Она тогда не осталась в пещере, не хотела жить среди тех, кто помнил её зрячей. Ушла, искала новое пристанище, тут мы и подвернулись. Веду мы встретили по дороге на Юг, сезон шел к концу, холодало. Папаша предложил подвезти её до города или селения. Разговорились и она осталась.
– И сразу предсказала что-то ценное? – угадал Новит.
– Наверное. Мы сначала не знали, что Веда провидица, а Папаша знал сразу. Потом всплыло, когда она начала нас предупреждать.
– А что маркграф? Она, конечно, не судилась с ним? И зря.
– Не зря. Он не вернулся. Судиться с тем, кого нет, довольно трудно. Хотя, ты прав, Веда этого и не хотела. Она выжила, это главное. А он – пропал.
– Хм, бывают же истории. Мы будем ехать всю ночь?
– Да, если повезёт. К ужину спустимся. Спать можно здесь, но по ночам ещё холодно. Лучше на «кухне». Там наше место на троих, с Красом.
– И он с нами?
– А ты думал, он остаётся на ночь с девочками? Ещё не хватало! Они там втроём с Ведой, Старик и Папаша – впереди.
– Да я не понимаю, где можно спать, на «кухне»? – смутился Новит.

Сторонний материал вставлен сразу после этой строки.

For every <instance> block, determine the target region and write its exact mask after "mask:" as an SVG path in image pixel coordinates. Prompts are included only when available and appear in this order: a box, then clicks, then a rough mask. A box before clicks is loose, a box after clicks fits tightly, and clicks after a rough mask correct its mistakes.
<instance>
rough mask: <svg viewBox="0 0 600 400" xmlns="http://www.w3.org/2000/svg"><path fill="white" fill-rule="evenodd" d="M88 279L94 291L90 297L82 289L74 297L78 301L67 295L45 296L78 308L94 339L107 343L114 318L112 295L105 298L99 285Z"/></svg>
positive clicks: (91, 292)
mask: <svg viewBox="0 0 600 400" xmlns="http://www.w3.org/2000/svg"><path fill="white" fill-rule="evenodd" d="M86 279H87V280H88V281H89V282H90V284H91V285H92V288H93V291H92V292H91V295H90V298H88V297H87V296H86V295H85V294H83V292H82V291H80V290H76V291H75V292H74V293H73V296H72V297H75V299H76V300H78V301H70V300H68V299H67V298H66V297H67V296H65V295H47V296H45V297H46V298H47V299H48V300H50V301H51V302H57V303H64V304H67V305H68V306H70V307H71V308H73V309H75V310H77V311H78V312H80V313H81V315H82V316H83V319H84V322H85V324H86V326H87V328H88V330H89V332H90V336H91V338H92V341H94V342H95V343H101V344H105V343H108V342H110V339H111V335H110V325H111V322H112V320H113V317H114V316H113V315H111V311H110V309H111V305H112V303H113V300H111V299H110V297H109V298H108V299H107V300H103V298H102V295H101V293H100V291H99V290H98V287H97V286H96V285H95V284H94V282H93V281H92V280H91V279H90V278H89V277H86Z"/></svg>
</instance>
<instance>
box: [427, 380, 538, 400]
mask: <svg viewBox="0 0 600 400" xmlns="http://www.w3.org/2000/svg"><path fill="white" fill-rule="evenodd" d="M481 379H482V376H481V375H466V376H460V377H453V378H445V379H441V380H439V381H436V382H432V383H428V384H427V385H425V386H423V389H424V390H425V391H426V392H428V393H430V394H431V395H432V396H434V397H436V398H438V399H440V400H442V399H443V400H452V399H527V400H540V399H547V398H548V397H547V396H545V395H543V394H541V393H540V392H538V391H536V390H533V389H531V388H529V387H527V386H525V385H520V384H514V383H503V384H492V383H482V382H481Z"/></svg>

– Я покажу. Все вещи нужно поднять на лавки и закрепить ремнями, чтобы не упали. Очаг сдвигается в сторону, он на железном листе. Когда платформа свободна, двоим места отлично хватает. А кто-то из нас обычно или сторожит полночи или правит лошадкой, так что до тебя места было ещё больше. Ну и крыша свободна, если тесно.
– Понял. Отлично устроились.
– А ты думал! Ты ещё не знаешь, для представлений фургон раскладывается, становится сценой. Опускается одна стена или две.
– Вот это здорово, – оценил Новит. – Значит, вас всегда видно над толпой?
– Не всегда. Можно выступать и на мостовой. На месте решаем, как лучше. Но да, для некоторых сцен высота колёс необходима. Завтра попробуем такую. Там для тебя есть роль.
– А что?..
– Отдыхай, Новит, пока есть время. До города ехать ещё сутки, не меньше. Всё завтра.
Глава 7
Ночь в фургоне прошла спокойно. Шагом, потихоньку, но двигались до рассвета. Тогда фургон встал на обочине. Распряженная крошка Матильда блаженно каталась в утренней росе, задрав копыта к небу, явно не жалуясь на тяжкий труд и холод.
Новенький проснулся позже всех, но по своим меркам – рано, едва рассвело. Кулисы на задней платформе на ночь задёрнули полностью, чтобы не впускать холод. Сейчас они были наполовину открыты. С полуночи Жердин ушел вперёд, править лошадкой. Крас так и не явился, наверное, спал на крыше. Ему-то холод ни по чем, сам кого хочешь заморозит одним взглядом! Когда Новит, зевая и кутаясь в дорожный плед, выглянул наружу, то сразу увидел его и Веричи.
В утренней дымке на полянке Крас играл мускулами, размахивая двухметровым обломком дубовой ветки, как соломинкой. Делал фехтовальную разминку. Веричи в своём тоненьком лазурном трико с золотой сеткой крутила колесо на траве, то гибко откидывалась, касаясь руками земли, то взлетела в руках у Краса, когда ему надоело вертеть дубиной.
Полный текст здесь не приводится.